What makes this game fun

When a more lucrative patient like Dr. Jekyll or Count Dracula enters the waiting room, there can be a push-your-luck element to the game. If you don’t have quite enough Treatments to claim the bigger cards, you can gamble that your opponents don’t either. You try to treat the big patient on your following turn instead of taking a smaller one now. Pulling this off is immensely satisfying.

Beyond that, there aren’t a lot of choices in this game. Usually it is best to treat a patient every turn, even if it does not earn much profit, because there are only ten turns. There isn’t much opportunity to catch up if you get behind. Figuring out the right moment to play an Action card is sometimes an interesting choice. Most of the time you will want to get them out of your hand quickly so you can collect more treatments instead.

One other element of the game is the Specialist Bonus. Two of these Bonus cards are dealt out at the beginning of the game, depending on what Patients first enter the Waiting Room. The Specialist Bonus cards give a bonus to the doctor who treats the most patients in a given category – mad scientists, beasts, etc. One of my opponents suggested dealing one Specialist card face-down to each player, so everyone has a secret objective. This might be an interesting house rule to spice up an otherwise ordinary game.

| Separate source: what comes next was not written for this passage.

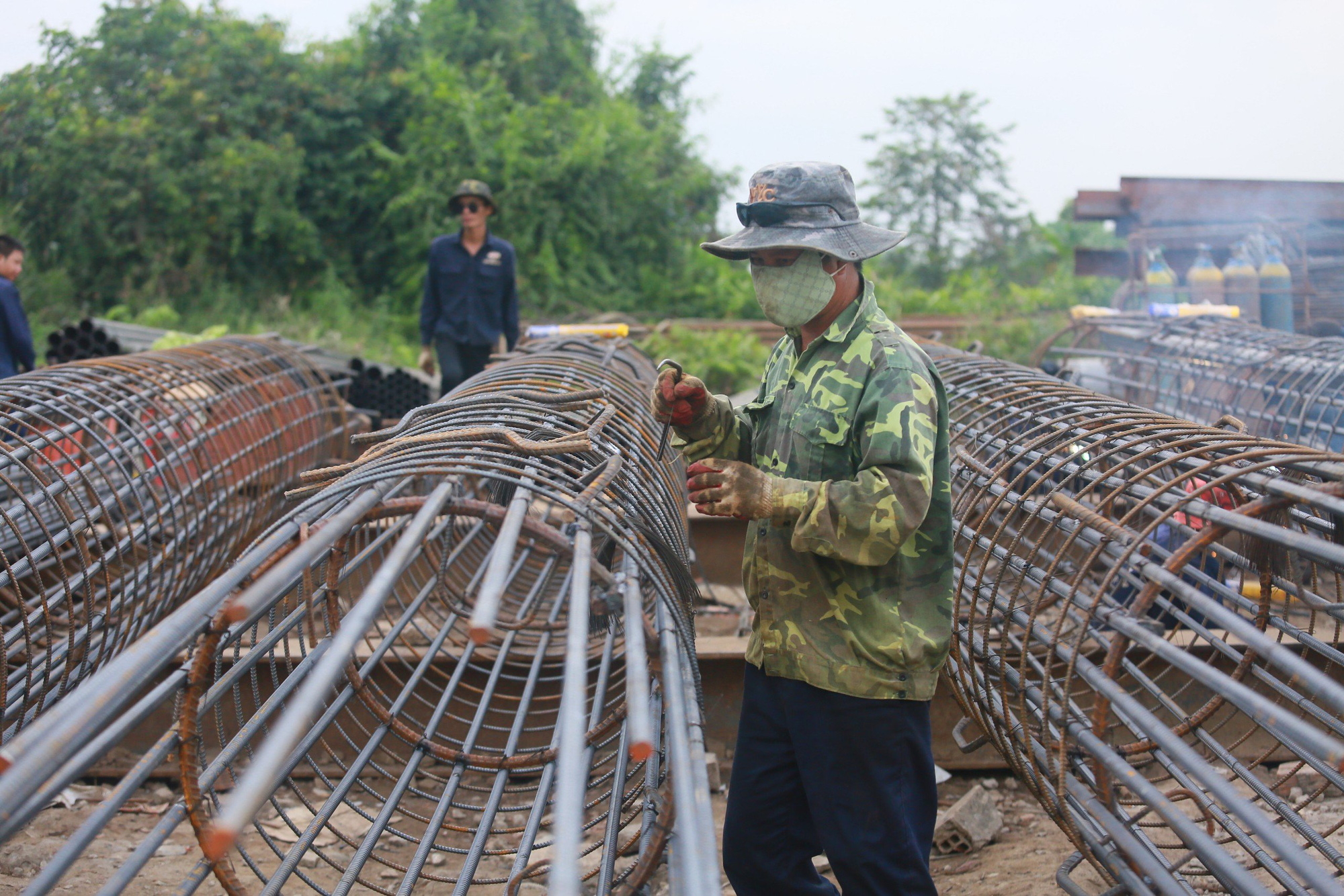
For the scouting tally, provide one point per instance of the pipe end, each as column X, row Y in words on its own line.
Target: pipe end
column 217, row 842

Conclusion: who should buy this game

GOTHIC DOCTOR has no aspirations to be anything more than a light filler, and I do not expect anything more from it. The game is better than it looks, but it looks terrible. It has a great theme, but the gameplay isn’t very interesting. I suppose it might appeal to people who have an interest in the subject matter.

It is a rather innocuous little game. It could be a good choice for those who don’t like Coup because they aren’t good at bluffing, or Hanabi because they hate memory games.

Game NameGothic Doctor
Designers: Doug Levandowski and John McNeill
PublisherMeltdown Games
Year: 2014
Players: 2-4
Ages: 12+
Play time: 30 minutes
Mechanics: Set collection, hand management, exorcism
MSRP: $25
Weight: Medium-Light

Rob Gardiner is the sole survivor of a doomed planet, where children are raised on Monopoly and Clue, and teenagers are forced to play Trivial Pursuit and Pictionary in zero gravity. That all changed on that fateful day in 2009 when he was bitten by a radioactive spider AND introduced to Settlers of Catan, on the same day! Catan opened the door to designer board games, but DOMINION is the one that grabbed him by the lapels, dragged him through the door, and barricaded it shut behind him. THERE WAS NO TURNING BACK. In his secret identity as a mild mannered admin specialist, Rob dances the lindy hop, cooks like an Italian grandma, and volunteers at ALL the best Seattle events. He doesn't know how many flavors of ice cream he has made, because he stopped counting when he hit 150. Children and small animals trust him. He insists that he is a connoisseur of fine chocolate, but he is NOT a snob.

Bottom line: Gothic horror readers, Victorian enthusiasts, and medical professionals might derive more pleasure from this filler game than is inherent in the cards themselves. For everyone else, the bland flavor text, poor illustrations, and lackluster gameplay make GOTHIC DOCTOR more of a miss than a hit.

Rob Gardiner

Unless otherwise stated, the product in this article was provided for review purposes.